Information-Theoretic Equilibration: The Appearance of Irreversibility under Complex Quantum Dynamics

The question of how irreversibility can emerge as a generic phenomenon when the underlying mechanical theory is reversible has been a long-standing fundamental problem for both classical and quantum mechanics. We describe a mechanism for the appearance of irreversibility that applies to coherent, isolated systems in a pure quantum state. This equilibration mechanism requires only an assumption of sufficiently complex internal dynamics and natural information-theoretic constraints arising from the infeasibility of collecting an astronomical amount of measurement data. Remarkably, we are able to prove that irreversibility can be understood as typical without assuming decoherence or restricting to coarse-grained observables, and hence occurs under distinct conditions and time scales from those implied by the usual decoherence point of view. We illustrate the effect numerically in several model systems and prove that the effect is typical under the standard random-matrix conjecture for complex quantum systems.

Figure 1

We plot $\mathrm{Pr}\mathbf{(}k|\rho (t)\mathbf{)}$ for Pauli-$Z$ measurements given by quantum theory (blue) and the uniform distribution (red) for a random local Hamiltonian acting on 10 qubits at $t=0$ and for $t>t_{\mathrm{eq}}$. ITE arises from the difficulty in distinguishing quantum fluctuations from sampling errors for $t>t_{\mathrm{eq}}$.

Figure 2

The RLH ensemble average of the probabilities $\mathrm{Pr}(k\ne 0|e^{-iHt}|0⟩⟨0|e^{iHt})$ of the evolved state for 250 random Hamiltonians plotted as a function of time for 5,…,10 qubit systems.

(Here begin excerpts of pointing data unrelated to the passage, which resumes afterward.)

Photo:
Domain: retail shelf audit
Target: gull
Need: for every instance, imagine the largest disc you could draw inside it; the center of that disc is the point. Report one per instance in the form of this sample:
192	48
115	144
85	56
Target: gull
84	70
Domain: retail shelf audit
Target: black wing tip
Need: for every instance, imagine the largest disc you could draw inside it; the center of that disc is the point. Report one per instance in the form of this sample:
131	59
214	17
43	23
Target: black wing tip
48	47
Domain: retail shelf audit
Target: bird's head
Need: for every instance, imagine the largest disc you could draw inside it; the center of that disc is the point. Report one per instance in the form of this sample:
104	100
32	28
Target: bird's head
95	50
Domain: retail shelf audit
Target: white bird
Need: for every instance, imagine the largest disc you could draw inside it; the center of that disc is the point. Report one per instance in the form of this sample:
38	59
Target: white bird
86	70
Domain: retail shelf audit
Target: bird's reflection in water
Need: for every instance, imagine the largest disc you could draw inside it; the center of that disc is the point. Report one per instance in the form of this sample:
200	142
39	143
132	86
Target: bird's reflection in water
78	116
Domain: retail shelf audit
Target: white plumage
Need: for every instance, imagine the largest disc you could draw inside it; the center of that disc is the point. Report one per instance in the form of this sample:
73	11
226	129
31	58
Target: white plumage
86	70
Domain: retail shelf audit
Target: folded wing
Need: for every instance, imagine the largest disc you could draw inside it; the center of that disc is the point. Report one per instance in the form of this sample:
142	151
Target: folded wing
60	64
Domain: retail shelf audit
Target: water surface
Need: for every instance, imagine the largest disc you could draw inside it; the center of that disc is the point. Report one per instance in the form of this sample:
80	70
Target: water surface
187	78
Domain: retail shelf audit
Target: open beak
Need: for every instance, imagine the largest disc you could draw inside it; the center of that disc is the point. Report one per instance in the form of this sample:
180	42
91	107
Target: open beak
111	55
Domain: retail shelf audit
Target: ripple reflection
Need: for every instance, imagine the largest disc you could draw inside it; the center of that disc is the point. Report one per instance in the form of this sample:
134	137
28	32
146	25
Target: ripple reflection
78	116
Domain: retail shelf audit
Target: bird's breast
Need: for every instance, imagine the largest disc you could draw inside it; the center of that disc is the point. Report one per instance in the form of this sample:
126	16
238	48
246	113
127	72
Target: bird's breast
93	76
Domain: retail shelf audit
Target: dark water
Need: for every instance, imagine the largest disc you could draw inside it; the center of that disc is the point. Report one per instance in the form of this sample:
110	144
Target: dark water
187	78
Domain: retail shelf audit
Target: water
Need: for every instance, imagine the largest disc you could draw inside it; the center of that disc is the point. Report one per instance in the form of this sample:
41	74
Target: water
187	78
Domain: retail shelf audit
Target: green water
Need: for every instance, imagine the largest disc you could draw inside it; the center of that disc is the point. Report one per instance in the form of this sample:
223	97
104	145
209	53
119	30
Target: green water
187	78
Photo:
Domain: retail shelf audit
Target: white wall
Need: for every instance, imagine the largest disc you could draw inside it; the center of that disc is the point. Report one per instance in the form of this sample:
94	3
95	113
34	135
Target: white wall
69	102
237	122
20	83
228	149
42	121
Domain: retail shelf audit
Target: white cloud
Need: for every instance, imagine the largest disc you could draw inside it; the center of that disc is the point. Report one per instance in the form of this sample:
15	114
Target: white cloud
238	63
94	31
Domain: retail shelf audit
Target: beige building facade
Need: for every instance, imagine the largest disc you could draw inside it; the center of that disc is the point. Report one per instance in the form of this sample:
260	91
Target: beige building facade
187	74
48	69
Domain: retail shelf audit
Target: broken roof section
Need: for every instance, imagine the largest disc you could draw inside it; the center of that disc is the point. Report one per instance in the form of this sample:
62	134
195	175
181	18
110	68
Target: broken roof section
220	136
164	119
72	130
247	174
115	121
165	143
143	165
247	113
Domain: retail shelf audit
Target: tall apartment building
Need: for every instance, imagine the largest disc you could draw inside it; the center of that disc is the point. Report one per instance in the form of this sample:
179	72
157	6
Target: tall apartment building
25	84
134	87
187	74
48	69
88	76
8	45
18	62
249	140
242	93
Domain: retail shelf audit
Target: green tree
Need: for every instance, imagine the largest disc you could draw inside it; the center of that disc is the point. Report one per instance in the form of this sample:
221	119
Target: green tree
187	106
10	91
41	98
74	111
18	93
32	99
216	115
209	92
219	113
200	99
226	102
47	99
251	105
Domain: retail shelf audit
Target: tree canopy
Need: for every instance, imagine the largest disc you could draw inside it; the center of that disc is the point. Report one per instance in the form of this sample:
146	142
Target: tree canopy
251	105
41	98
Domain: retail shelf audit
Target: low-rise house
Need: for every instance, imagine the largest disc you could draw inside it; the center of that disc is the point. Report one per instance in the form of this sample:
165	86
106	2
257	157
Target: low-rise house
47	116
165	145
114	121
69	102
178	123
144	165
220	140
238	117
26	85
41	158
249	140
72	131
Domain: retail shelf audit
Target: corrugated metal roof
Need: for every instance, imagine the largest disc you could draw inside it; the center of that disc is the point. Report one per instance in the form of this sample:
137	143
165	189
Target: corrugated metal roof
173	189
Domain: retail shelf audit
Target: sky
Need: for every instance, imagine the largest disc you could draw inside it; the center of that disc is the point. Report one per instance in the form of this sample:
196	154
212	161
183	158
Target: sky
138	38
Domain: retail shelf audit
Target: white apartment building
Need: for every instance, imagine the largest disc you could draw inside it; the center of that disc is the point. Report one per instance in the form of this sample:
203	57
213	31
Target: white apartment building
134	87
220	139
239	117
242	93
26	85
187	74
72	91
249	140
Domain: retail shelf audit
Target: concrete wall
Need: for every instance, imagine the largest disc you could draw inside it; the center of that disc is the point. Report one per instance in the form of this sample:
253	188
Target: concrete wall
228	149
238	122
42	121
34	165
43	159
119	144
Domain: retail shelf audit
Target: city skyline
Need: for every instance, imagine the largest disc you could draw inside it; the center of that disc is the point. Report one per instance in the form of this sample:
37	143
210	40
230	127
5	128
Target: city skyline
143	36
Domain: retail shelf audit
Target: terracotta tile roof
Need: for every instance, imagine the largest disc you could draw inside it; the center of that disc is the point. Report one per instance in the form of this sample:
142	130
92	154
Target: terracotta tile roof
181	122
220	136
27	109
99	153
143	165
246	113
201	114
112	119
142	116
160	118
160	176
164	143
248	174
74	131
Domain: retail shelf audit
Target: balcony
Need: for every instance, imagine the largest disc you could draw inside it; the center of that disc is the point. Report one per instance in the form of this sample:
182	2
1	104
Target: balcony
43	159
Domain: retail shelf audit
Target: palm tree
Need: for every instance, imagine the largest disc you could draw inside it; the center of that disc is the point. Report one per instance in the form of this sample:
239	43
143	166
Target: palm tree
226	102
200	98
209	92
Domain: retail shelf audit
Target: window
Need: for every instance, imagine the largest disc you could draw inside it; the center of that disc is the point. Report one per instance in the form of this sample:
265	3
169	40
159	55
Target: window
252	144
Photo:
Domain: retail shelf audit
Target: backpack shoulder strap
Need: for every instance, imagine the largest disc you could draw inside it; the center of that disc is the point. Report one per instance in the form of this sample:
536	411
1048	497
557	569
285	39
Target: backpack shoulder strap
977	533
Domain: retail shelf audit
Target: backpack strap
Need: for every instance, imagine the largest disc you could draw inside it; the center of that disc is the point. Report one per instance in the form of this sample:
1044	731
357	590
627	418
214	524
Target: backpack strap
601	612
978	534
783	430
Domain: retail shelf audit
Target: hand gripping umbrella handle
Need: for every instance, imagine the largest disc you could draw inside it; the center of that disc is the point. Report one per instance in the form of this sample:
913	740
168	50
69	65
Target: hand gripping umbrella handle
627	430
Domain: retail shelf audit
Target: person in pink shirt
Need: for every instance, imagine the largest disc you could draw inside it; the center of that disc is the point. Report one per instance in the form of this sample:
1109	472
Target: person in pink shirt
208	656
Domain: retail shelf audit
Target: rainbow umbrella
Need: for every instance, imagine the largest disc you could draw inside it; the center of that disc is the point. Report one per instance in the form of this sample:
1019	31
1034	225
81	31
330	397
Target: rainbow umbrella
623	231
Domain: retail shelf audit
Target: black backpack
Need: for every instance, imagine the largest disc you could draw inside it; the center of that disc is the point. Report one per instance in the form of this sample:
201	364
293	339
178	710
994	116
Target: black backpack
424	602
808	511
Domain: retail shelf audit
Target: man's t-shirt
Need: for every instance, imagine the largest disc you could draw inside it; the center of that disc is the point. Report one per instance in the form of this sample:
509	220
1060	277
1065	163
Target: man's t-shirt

The circles show $t_{\mathrm{eq}}$ for each $n$, which scale roughly as $O\mathbf{(}\log (D)\mathbf{)}$.

Figure 3

Numerically computed expectation values and variances over the RLH ensemble of the outcome variance computed at $t=10$ where $t_{\mathrm{eq}}⪅2$ for $\rho (0)=|0⟩⟨0|$. The data were obtained for 250 randomly chosen Hamiltonians, and show that ${\mathbb{V}}_{E_H}[{\mathbb{V}}_k\{\mathrm{Pr}\mathbf{(}k|\rho (t)\mathbf{)}\}]\approx 0.05D^{-4}$ and ${\mathbb{E}}_{E_H}[{\mathbb{V}}_k\{\mathrm{Pr}\mathbf{(}k|\rho (t)\mathbf{)}\}]\approx D^{-2}$.

Figure 4

Evidence of ITE for $t\ge t_{\mathrm{eq}}$ in an extremely simple many-body system with nearest-neighbor interactions for increasing number of spins $n$ ($D=2^n$). The measurement consists of readout of each spin along the $z$ axis. The plot shows ${\mathbb{V}}_k\{\mathrm{Pr}\mathbf{(}k|\rho (t)\mathbf{)}\}\approx 1.6D^{-2}$ for the Hamiltonian, Eq. (5), with $t=20$ where $t_{\mathrm{eq}}\simeq 15$ (see Supplemental Material [26]).